Blood Orange Olive Oil Loaf (or Ides of March Cake)

Blood Orange Olive Oil Loaf (or Ides of March Cake)
Ides of March Cake

Blood Orange Olive Oil Loaf

“Beware the Ides of March”

Julius Caesar, Act I, Scene 2, William Shakespeare

I seem to have picked a less than auspicious day to relaunch this, the still unnamed Salt of the Earth Bakery blog. But now that we have a shiny new website (isn’t it pretty?), my lovely and talented IT genius has been sending me less and less gentle missives from her perch in North Carolina that I absolutely must get back on the blogging bandwagon or face her wrath.

Scarlett, this one’s for you.

One note before we get into the nitty gritty. Wherever possible, I will try to point out where substitutions can be made to make recipes dairy-free. Aside for being useful for all my lovely kosher friends out there (hello, ladies!), this will prove helpful for all of you who have to lay off the dairy for one reason or another. On a personal note, in one of those cruel ironies of life I, a chef who worships at the altar of butter and cheese, have been ordered off dairy for the hopefully short-term future. (Et tu, Brute?) This has completely ruined my morning coffee. I don’t care what they say, NOTHING is as good as half & half.

So, here goes.

According to the website, every day on the calendar is another food holiday.
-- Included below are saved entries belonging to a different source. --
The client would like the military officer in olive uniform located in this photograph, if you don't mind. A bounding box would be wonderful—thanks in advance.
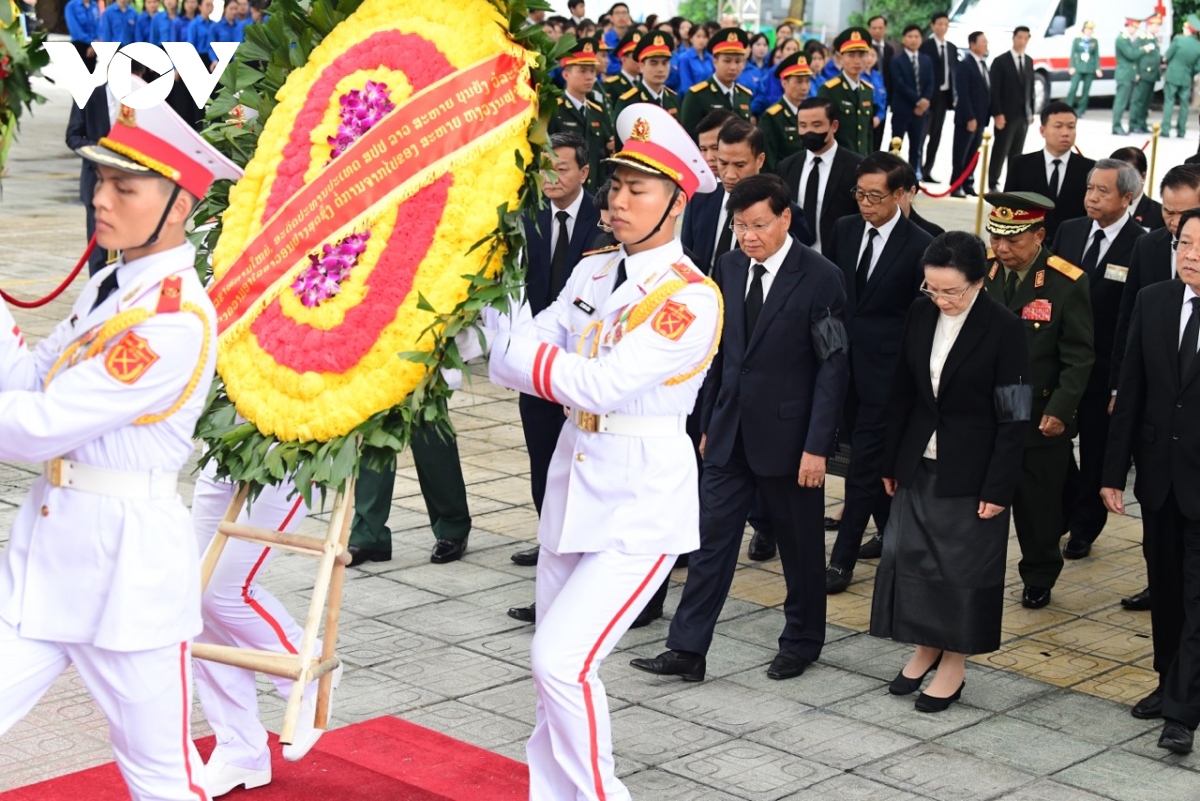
[982,192,1095,610]
[758,52,813,173]
[615,32,680,120]
[1065,21,1103,116]
[1129,14,1163,134]
[817,27,875,156]
[550,37,614,193]
[604,29,642,105]
[1162,16,1200,137]
[1114,17,1143,135]
[678,27,752,141]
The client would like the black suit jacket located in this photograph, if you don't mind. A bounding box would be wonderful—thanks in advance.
[65,89,111,205]
[1050,216,1143,393]
[523,193,601,314]
[700,236,849,475]
[990,50,1034,120]
[1132,195,1165,231]
[873,39,897,95]
[919,36,958,96]
[1111,226,1173,389]
[908,208,945,238]
[680,188,813,274]
[883,292,1030,504]
[1004,151,1095,241]
[1105,280,1200,519]
[954,53,991,128]
[827,211,934,408]
[775,145,863,258]
[889,50,935,131]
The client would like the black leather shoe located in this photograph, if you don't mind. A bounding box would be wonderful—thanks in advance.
[923,172,940,184]
[1132,687,1164,719]
[748,530,777,561]
[950,189,966,199]
[430,539,467,564]
[1022,586,1052,609]
[1062,537,1092,559]
[1158,720,1194,754]
[1121,587,1151,611]
[823,516,841,531]
[963,187,977,197]
[825,565,852,594]
[766,650,812,680]
[915,681,964,713]
[630,604,663,629]
[507,603,536,623]
[510,545,540,566]
[858,534,883,560]
[889,653,942,696]
[348,546,391,567]
[629,650,706,681]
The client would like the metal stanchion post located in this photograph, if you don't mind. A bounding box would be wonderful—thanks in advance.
[975,131,992,237]
[890,136,902,156]
[1148,123,1161,199]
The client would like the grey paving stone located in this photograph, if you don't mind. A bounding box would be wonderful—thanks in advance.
[789,773,929,800]
[1008,689,1159,745]
[956,666,1058,713]
[660,739,840,800]
[726,661,885,708]
[455,578,537,613]
[643,679,812,737]
[1121,726,1200,771]
[375,645,527,697]
[334,617,443,668]
[603,655,710,705]
[317,667,448,723]
[857,742,1034,801]
[623,768,747,800]
[995,779,1115,801]
[328,573,445,618]
[609,706,733,766]
[381,598,528,645]
[381,560,521,597]
[936,715,1104,774]
[1055,749,1200,801]
[746,708,920,771]
[459,626,536,670]
[828,690,992,741]
[819,633,916,681]
[403,700,531,749]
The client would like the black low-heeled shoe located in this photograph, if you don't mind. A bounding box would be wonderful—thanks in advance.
[915,680,965,713]
[889,653,942,696]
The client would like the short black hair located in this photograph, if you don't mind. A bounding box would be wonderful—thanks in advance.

While I had no issue missing out on National Curried Chicken Day (January 12) or National Clam Chowder Day (February 25), picking the right food holiday on which to relaunch the woefully neglected blog was immensely difficult.


Then the theatre geek in me perked up.

March 15.

The Ides of March.

The bloody murder of Julius Caesar.

How could I translate Shakespeare into baking?


With a Blood Orange Olive Oil Loaf, hereinafter to be known as Ides of March Cake, of course.

The red flecks of the blood orange zest dot the cake like bloodstains on a toga, so make sure you pick the reddest blood oranges on the pile. Juicing the oranges left my kitchen counter looking like the floor of the Roman Senate after a stabbing…so mission accomplished there. Olive oil, a staple of the ancient Roman diet, takes the place of butter in this recipe. It also means you don’t need a mixer to make this cake. Just a bowl and a whisk. Super easy. Finally, I use medium grind cornmeal which is roughly equivalent to – you guessed it – polenta! Molto Italiano! Not so much ancient Roman given that corn was only introduced to Italy in the 16th century, but it does add a very nice texture to the cake.




  • 1¼ cup (142g) all purpose flour
  • ½ cup (60g) medium grind cornmeal or polenta
  • 1½ tsp baking powder
  • ¼ tsp baking soda
  • ½ tsp kosher salt
  • 2 blood oranges, as red as you can find
  • 2/3 cup (133g) granulated sugar
  • ½ cup sour cream**
  • 3 large eggs
  • ½ cup extra virgin olive oil

**To make dairy-free, substitute ½ cup dairy free cultured yogurt, such as Forager Creamy Dairy Free Unsweetened Plain Cashewgurt


  • 1 9×5 loaf pan – or you can get fancy and use something like this
  • 1 microplane


  1. PREHEAT & PREP: Preheat the oven to 350° Grease a 9×5 loaf pan with oil or cooking spray.
  2. PREP DRY INGREDIENTS: Combine flour, cornmeal, baking powder, baking soda, and salt in a bowl. Set aside.
  3. PREP THE BLOOD ORANGES: Zest the two oranges and set the zest aside. Then juice the oranges. You should yield about ¼ cup of juice.
  4. COMBINE WET INGREDIENTS: Combine sugar and blood orange juice in a large bowl. Add the sour cream, eggs, and olive oil one ingredient at a time and blend until the mixture is homogeneous.
  5. ADD DRY INGREDIENTS: Add dry ingredients and stir until just combined. Add zest.
  6. POUR AND BAKE: Pour batter into prepared pan. Bake in the center of the oven for 50-60 minutes until a skewer comes out clean.
  7. COOL: Cool in the pan 15 minutes. Carefully unmold and continue to cool on a rack. Enjoy!